Hudson Catholic president Father Warren Hall has made a number of landmark moves in the past two years, all working to bring the Jersey City school back from the brink of closing. The Hawks went co-ed, then brought in actress Aileen Quinn ("Annie") to run the drama program. They have restored morale and boosted the spirits of students, faculty and alumni alike. Hall even joked on Monday in a sweltering gym that he "won't be done until the Pope is teaching religion." However his biggest new hire to date, both in stature and in size, is former New York Giant star Leonard Marshall, who was introduced Monday as the new varsity football coach.
While it may seem like a bit of a stretch, Hudson Catholic's football program has never been world class and its facilities for the sport are public fields, the move is in line with Hall's approach to all things at the school in his tenure. Marshall, who has called New Jersey a second home even after his glory days of winning two Super Bowls were gone, is as much a character hire as one with a football pedigree. Throughout his introductory press conference, the Louisiana native talked about being a sculptor of young people and a leader by example — traits which he was known for throughout his career and afterward. He has built businesses as well ... in clothing and the financial sector ... so his move to HC's spot for a $10,000 stipend should not surprise any. This was no vanity hire; this was a hire to continue to give not just the school, but the people of Jersey City another reason to take pride in the re-birth of a city.

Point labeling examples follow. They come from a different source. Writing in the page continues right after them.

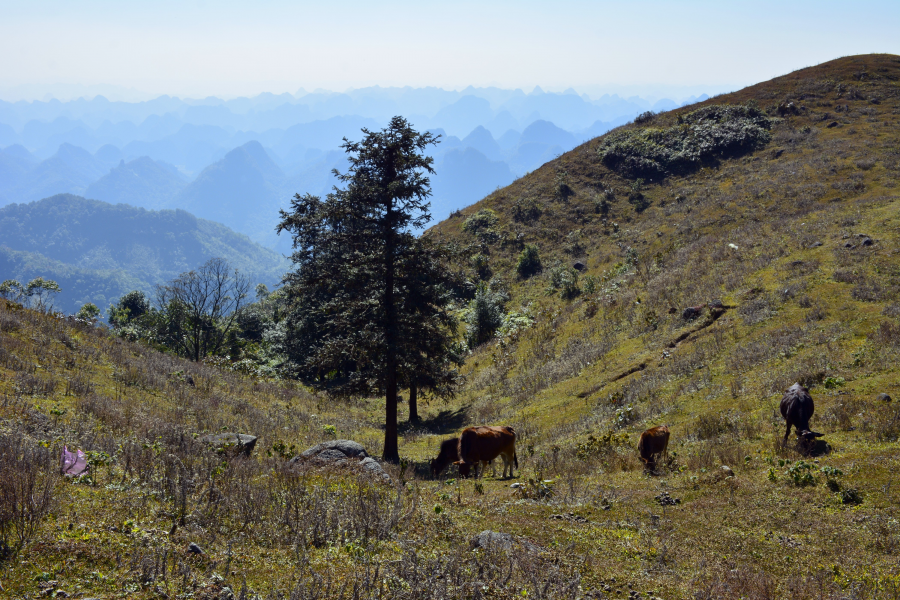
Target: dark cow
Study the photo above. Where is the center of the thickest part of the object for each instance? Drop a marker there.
(449, 453)
(797, 407)
(653, 443)
(481, 444)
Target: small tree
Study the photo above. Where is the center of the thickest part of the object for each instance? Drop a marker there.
(529, 262)
(485, 315)
(368, 302)
(200, 307)
(88, 312)
(36, 294)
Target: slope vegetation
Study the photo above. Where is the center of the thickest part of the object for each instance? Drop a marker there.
(702, 291)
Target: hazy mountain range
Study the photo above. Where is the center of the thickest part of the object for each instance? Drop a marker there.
(238, 161)
(98, 251)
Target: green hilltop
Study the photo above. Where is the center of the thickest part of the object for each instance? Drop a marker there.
(693, 265)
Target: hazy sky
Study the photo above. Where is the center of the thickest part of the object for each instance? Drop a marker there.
(201, 47)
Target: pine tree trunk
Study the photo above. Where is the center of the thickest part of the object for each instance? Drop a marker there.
(391, 452)
(413, 405)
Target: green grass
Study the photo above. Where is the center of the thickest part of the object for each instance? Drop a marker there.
(614, 361)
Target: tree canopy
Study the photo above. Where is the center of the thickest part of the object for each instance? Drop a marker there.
(368, 300)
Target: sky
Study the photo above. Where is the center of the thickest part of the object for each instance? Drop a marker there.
(198, 48)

"Our goal in this search was not just to find a football coach, it was to find a man of character who could continue to mold our young men as leaders in the classroom, in the community and on the field, and we are very excited that we have found that person in Leonard Marshall," Hall said. "Hudson Catholic continues to undergo a renaissance in rebuilding a great tradition of overall excellence, and we are proud to have Coach Marshall be a part of the team undertaking that process here in Jersey City."
Pride is what Marshall has always been about. Pride in his dedication to his alma mater, LSU, and to the people of Louisiana who he selflessly assisted following Hurricane Katrina. Pride in working with young people in a variety of camps over the past 20 years in Florida — teaching not just football skills but life skills as well. Pride in seeing how the Giants organization treats people both on and off the field, a family he feels as much a part of today as when he was on the sidelines.

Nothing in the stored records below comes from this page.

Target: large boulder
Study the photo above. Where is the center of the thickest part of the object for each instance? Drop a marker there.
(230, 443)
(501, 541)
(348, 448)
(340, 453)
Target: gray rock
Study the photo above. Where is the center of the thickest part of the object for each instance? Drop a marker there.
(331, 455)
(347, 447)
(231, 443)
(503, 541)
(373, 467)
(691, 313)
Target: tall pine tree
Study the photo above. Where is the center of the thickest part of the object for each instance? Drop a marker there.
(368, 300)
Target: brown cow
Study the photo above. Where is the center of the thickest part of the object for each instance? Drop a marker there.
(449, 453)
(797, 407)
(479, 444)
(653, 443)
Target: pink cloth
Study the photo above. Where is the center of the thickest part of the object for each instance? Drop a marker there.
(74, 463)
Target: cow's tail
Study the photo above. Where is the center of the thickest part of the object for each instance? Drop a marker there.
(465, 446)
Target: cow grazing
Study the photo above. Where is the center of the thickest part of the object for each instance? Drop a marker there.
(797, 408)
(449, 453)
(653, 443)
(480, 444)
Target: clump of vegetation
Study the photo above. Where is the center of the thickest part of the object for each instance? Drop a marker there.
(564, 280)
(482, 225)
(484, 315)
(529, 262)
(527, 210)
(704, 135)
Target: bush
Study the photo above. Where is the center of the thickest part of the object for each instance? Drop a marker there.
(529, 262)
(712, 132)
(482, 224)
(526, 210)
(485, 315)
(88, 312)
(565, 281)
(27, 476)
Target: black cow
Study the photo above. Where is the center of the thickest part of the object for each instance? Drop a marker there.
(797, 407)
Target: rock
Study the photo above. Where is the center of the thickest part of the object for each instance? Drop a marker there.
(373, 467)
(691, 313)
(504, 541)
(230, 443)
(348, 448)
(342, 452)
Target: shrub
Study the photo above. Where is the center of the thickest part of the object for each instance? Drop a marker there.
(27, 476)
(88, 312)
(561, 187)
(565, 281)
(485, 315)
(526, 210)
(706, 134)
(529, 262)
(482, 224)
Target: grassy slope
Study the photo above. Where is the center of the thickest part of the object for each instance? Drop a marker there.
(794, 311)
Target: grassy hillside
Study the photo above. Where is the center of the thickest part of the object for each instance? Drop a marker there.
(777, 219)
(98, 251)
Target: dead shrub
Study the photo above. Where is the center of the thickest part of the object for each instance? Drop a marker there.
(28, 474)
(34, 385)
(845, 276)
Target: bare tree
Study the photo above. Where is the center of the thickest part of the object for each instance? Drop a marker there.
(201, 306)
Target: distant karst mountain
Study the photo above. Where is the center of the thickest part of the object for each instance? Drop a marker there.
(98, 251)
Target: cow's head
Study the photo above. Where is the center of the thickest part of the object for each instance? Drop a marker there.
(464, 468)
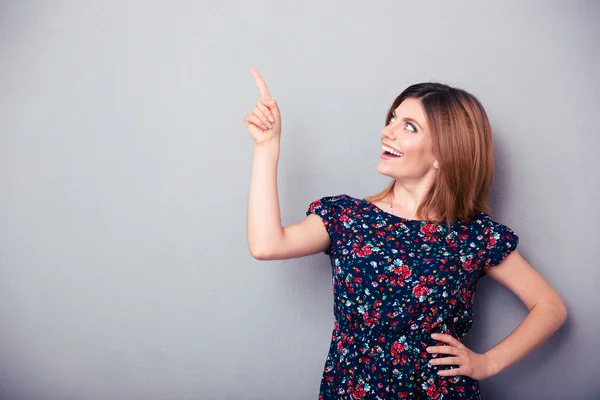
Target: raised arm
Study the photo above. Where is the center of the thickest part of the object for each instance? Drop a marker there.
(267, 239)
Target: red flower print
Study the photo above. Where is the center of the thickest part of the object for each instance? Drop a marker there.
(428, 229)
(358, 392)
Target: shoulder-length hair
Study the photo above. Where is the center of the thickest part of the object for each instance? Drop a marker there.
(462, 143)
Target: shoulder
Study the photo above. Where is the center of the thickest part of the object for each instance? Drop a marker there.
(484, 224)
(493, 236)
(327, 202)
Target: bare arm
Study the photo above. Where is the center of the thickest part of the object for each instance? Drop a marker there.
(267, 239)
(547, 312)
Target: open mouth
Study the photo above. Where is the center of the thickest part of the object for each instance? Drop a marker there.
(390, 152)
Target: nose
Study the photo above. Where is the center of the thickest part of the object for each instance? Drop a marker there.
(388, 134)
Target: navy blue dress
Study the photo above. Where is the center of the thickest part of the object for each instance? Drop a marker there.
(396, 281)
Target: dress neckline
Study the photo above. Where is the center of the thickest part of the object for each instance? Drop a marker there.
(381, 211)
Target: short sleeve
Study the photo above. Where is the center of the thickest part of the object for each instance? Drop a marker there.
(497, 242)
(329, 209)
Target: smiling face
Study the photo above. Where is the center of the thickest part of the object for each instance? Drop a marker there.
(407, 149)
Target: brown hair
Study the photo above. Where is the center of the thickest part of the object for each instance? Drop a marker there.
(462, 143)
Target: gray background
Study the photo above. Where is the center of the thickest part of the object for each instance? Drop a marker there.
(125, 164)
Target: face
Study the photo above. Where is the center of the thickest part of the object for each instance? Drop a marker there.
(411, 154)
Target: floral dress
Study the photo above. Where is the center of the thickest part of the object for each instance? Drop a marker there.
(396, 281)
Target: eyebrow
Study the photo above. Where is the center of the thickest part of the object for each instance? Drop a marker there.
(408, 119)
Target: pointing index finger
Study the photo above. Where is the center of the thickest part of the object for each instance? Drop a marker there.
(262, 86)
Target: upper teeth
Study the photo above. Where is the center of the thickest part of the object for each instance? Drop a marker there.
(390, 150)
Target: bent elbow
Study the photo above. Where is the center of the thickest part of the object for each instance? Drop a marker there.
(259, 254)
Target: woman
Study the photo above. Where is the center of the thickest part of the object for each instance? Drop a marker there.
(406, 261)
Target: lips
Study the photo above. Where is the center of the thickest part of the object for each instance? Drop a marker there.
(389, 150)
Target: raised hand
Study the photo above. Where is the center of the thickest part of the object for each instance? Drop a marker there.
(264, 121)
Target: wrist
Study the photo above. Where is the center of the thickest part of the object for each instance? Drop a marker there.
(493, 365)
(271, 146)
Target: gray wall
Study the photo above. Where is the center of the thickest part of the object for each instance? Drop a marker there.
(124, 170)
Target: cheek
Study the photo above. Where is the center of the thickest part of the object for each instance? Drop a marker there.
(416, 147)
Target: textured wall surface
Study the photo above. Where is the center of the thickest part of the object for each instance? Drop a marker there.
(125, 164)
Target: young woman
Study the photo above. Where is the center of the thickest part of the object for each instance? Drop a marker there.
(406, 261)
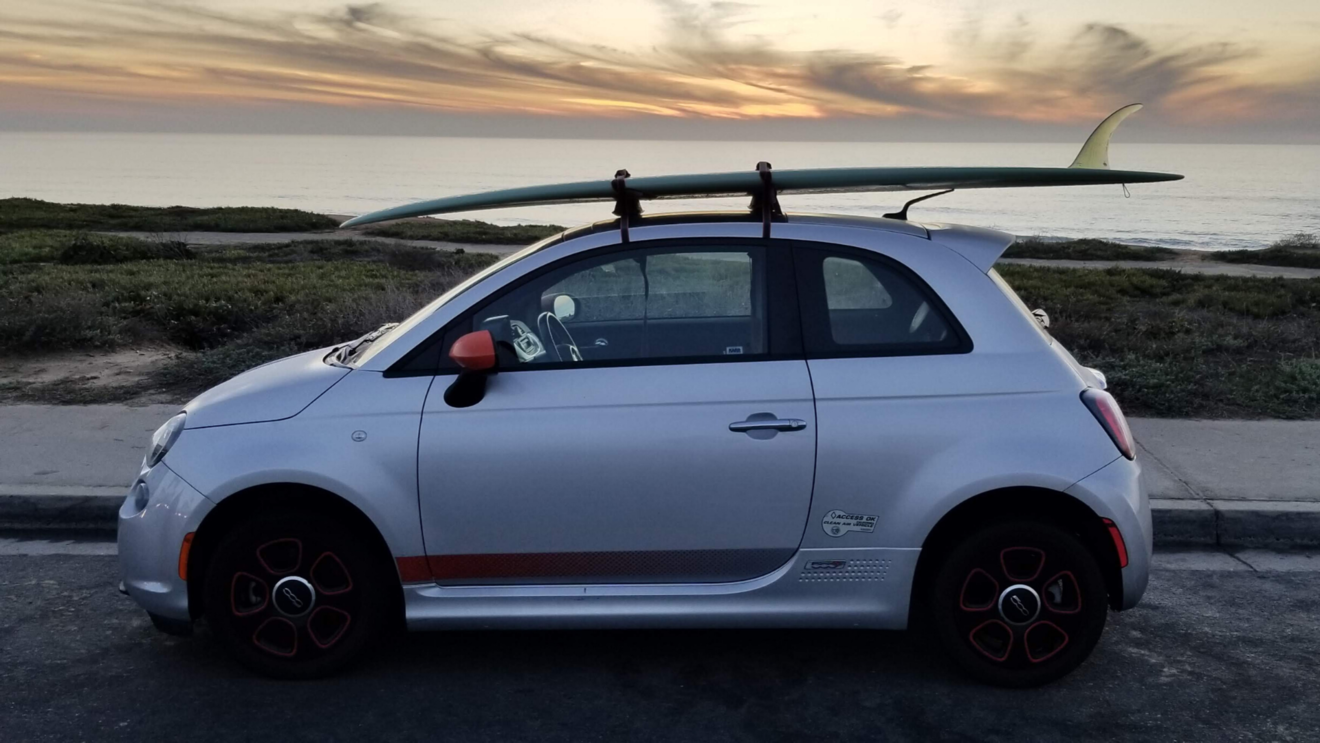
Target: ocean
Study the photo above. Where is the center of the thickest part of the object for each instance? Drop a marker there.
(1233, 195)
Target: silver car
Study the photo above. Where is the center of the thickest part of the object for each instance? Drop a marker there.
(854, 422)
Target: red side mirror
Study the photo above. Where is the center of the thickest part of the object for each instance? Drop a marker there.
(474, 351)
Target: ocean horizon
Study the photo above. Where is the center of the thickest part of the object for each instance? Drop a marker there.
(1233, 195)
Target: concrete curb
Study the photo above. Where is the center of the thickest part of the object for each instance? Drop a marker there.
(53, 507)
(1270, 524)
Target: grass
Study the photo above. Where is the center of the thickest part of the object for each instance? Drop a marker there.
(1172, 345)
(1298, 251)
(33, 214)
(465, 231)
(1179, 345)
(62, 246)
(227, 309)
(1085, 250)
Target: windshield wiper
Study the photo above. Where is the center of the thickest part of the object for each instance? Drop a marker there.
(349, 350)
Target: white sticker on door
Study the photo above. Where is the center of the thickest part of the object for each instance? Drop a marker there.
(838, 523)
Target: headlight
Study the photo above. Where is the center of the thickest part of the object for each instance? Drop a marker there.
(163, 440)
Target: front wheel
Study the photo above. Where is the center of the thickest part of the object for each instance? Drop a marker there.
(1019, 603)
(295, 595)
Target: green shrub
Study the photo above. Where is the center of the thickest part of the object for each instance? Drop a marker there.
(1180, 345)
(465, 231)
(34, 214)
(64, 246)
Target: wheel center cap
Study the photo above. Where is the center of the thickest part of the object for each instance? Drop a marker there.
(293, 597)
(1019, 605)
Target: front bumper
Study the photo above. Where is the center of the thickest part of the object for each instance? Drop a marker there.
(149, 543)
(1116, 492)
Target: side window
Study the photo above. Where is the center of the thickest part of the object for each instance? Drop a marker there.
(701, 304)
(857, 305)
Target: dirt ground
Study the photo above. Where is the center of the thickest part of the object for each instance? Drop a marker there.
(87, 368)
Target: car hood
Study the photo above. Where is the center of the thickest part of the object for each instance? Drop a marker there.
(276, 391)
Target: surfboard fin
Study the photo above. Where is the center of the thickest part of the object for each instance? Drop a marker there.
(1094, 153)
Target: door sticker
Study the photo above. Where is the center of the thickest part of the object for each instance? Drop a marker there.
(838, 523)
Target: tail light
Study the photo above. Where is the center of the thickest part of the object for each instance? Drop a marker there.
(1105, 408)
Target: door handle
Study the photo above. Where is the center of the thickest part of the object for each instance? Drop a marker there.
(767, 424)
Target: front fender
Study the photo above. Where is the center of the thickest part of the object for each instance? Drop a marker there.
(358, 441)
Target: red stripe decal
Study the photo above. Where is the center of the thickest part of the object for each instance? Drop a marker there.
(413, 569)
(713, 565)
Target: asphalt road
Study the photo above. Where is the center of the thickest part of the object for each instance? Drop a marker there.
(1216, 652)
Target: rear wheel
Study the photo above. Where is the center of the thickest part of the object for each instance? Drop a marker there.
(296, 595)
(1019, 603)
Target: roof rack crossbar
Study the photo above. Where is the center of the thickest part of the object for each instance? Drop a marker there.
(767, 199)
(627, 206)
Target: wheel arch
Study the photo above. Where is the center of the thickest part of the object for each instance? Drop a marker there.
(272, 498)
(999, 504)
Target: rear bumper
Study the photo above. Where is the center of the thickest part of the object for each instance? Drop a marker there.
(149, 543)
(1116, 492)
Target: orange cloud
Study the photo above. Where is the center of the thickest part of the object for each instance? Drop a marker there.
(368, 56)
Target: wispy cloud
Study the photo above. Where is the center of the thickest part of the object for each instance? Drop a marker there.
(708, 65)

Now Marshall's task will be building upon the great pride that many now feel as the school continues to make its way back from the brink.
"I am very excited to be able to take on this challenge, and work with the young people at Hudson Catholic," Marshall said. "The New York area has been a second home for me for over 20 years, and I have always loved the great character that the people of Jersey City display. I am honored to be part of that fabric now, not just as a football coach, but as a mentor and member of the community."
Marshall certainly will have his work cut out for him. He has never been a head coach, and will replace Chris Demarast, who resigned on February 19 after one season with the Hawks. Hudson Catholic has won NCIAA titles in football in 1976 and 1977, an HCIAA Conference Championship in 2007, and in 2008 the Hawks reached the Group 2 Non-Public League Finals as well, but they have never been the powerhouse on the field as some of their rivals are. However, Marshall will start by rounding out a coaching staff with a host of familiar faces to those in Jersey City, and then will go about shaping the team, and all those around him, in a manner that he has always known ... one of respect, hard work and discipline.
Will there be detractors and whisperings that maybe Hudson Catholic is becoming something that it is not supposed to be? Maybe. However Marshall, just like Father Hall and the other administrators at the school, have made it clear they intend to raise the expectations for excellence — academically, athletically, personally and professionally. If you are going to do that, then drawing the line with Leonard Marshall on your team is not a bad place to start.